In the USA, too, health insurance companies pay for medication. But in order to be able to lure with low monthly premiums, many insurance companies now work with high deductibles, as in the case of Alec Raeshawn Smith. Insured people have to pay several thousand dollars a year out of their own pocket before health insurance takes effect. Many contracts also include a percentage share; 20 percent is quite common. For patients who need expensive medication for months and years, this often means financial ruin.

30 00 euros per year for medication

At the beginning of 2018, Gloria Rickert's husband from San Diego, California fell ill with a rare and aggressive brain tumor. Many patients die twelve to 24 months after this diagnosis. That's tough enough. But Gloria Rickert is already running out of money. The drugs are expensive, the part she has to pay for herself is $ 400 for 15 capsules. This dose is enough for five days, she says. Calculated over the year, she has to raise almost $ 30,000 just for drugs. If she doesn't get help, she says, her family is in danger of financial collapse.

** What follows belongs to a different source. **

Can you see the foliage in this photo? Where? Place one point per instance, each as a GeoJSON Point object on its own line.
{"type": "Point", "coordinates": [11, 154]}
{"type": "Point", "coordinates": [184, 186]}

The prices for drugs against rare or life-threatening diseases are particularly high. Such supplements only make up two percent of prescriptions in the US - but one third of the cost.

The pharmaceutical company Cataylst Pharmaceuticals, for example, has just launched a drug against Lambert-Eaton myasthenia syndrome, an autoimmune disease that affects around 100,000 people in the United States. According to the manufacturer, the annual dose will cost $ 375,000. For 30 years, the family company Jacobus Pharmaceuticals had manufactured the active ingredient and given it to patients free of charge. Now Cataylst Pharmaceuticals has had the active ingredient certified by the FDA, the US federal agency for drug and food safety, for the first time - in order to be able to sell the drug on the free market at an extreme price.

Americans can no longer afford drugs

Leigh Purvis, health researcher at the AARP Public Policy Institute, says many people simply can no longer afford their treatment. The prices have risen to such an extent that patients often leave the pharmacy without their medication. His institute has calculated that the prices for the most frequently prescribed drugs rose by an average of 8.4 percent in 2017 alone. This has been going on for years - and experts are predicting further price increases.

A 2016 survey by the Kaiser Family Foundation found that 44 percent of Americans are seriously concerned about how long they can still afford medication. 21 percent said they had not redeemed prescriptions because they had no money, 16 percent said they had reduced prescribed doses, sometimes omitting a tablet or syringe in order to save costs.

The USA is a paradise for pharmaceutical manufacturers. Nowhere else is so much money spent on health and medication: The US health care system devoured $ 3.3 trillion in 2016, 17.9 percent of the total economic output of the USA. Of that, $ 329 billion went to prescription drugs alone. For comparison: In Germany, 11.3 percent of economic output flowed into the health system in the same year. 360 billion euros, of which 55 billion was spent on pharmaceuticals. According to the OECD, the 19 leading industrialized countries spend around $ 452 per capita per year on drugs. In the US it's more than $ 1,000.